What first grabbed my attention was not Kermode sitting there in his tennis whites, but rather the large near-to-flowering cannabis plant growing from a Chinese pot on his desk facing a bay of windows. It was the summer of 1977 and I had been escorted by his then wife to his study to settle the terms on which I would paint the exterior of their house in Cambridge. Over the next five weeks, two things about the everyday Frank Kermode made a lasting impression.

The first was his power of concentration. He was struggling to finish The Genesis of Secrecy by the end of August, when he would be departing for Harvard to present the book as a series of lectures. The windows in front of his cannabis plant were in deplorable condition. I suggested that I work on them when he wasn’t writing, but he insisted my presence would be no problem. So for several days I scraped, puttied and painted never more than six feet in front of him. Not once did he show the slightest annoyance.

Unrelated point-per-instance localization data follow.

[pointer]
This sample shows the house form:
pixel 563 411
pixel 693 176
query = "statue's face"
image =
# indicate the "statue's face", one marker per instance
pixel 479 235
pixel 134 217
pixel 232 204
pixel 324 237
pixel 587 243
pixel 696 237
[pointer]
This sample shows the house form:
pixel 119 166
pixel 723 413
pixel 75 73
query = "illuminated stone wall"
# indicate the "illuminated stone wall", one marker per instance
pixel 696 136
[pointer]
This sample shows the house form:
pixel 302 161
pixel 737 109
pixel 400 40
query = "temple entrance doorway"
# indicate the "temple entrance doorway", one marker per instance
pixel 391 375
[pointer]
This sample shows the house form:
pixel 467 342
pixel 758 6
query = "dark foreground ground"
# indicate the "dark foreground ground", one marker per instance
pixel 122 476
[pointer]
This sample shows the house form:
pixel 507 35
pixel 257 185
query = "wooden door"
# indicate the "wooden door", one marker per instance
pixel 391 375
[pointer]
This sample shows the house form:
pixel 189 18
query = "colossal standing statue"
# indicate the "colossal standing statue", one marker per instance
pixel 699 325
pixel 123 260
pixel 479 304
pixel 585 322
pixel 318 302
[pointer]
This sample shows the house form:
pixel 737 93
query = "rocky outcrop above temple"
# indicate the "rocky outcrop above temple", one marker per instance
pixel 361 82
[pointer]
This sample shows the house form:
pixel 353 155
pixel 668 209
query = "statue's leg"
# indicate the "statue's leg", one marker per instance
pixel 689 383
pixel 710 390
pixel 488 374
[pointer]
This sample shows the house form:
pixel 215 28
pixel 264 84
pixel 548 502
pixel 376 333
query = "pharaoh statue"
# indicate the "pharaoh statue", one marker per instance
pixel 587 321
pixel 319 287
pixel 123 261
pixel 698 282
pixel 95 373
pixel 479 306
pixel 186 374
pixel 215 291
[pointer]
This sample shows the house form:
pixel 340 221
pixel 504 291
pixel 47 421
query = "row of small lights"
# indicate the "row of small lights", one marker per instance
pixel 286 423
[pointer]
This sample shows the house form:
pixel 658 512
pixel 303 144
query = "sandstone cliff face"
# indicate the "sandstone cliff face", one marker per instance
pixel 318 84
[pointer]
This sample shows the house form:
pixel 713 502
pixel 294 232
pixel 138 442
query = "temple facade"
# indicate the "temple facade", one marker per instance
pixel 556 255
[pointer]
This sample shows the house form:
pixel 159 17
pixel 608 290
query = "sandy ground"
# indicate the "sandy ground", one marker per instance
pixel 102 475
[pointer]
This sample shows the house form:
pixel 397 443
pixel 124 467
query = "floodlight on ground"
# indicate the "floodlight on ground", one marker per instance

The other thing that made a lasting impression was his unconventional sense of social hierarchy. An ambitious conservatory was being built on the back of his house and twice a week its self-important architect arrived with two lackeys trailing at his heels. I soon noticed that whereas Kermode insisted I address him as ‘Frank’, he seemed happy to remain ‘Professor’ with the architect, whom, in a slightly condescending tone, he addressed by his first name. Then in the third week a carpenter arrived to set right various botched jobs in the house. It was immediately apparent that he was a master craftsman, and Kermode took to following him around the house, watching him work and engaging him in conversation. The tone Kermode took with him was almost deferential.

In my last week at the house the Chinese pot vanished from Kermode’s desk. Later I spotted it on a kitchen counter. All that remained of the plant was two inches of stem.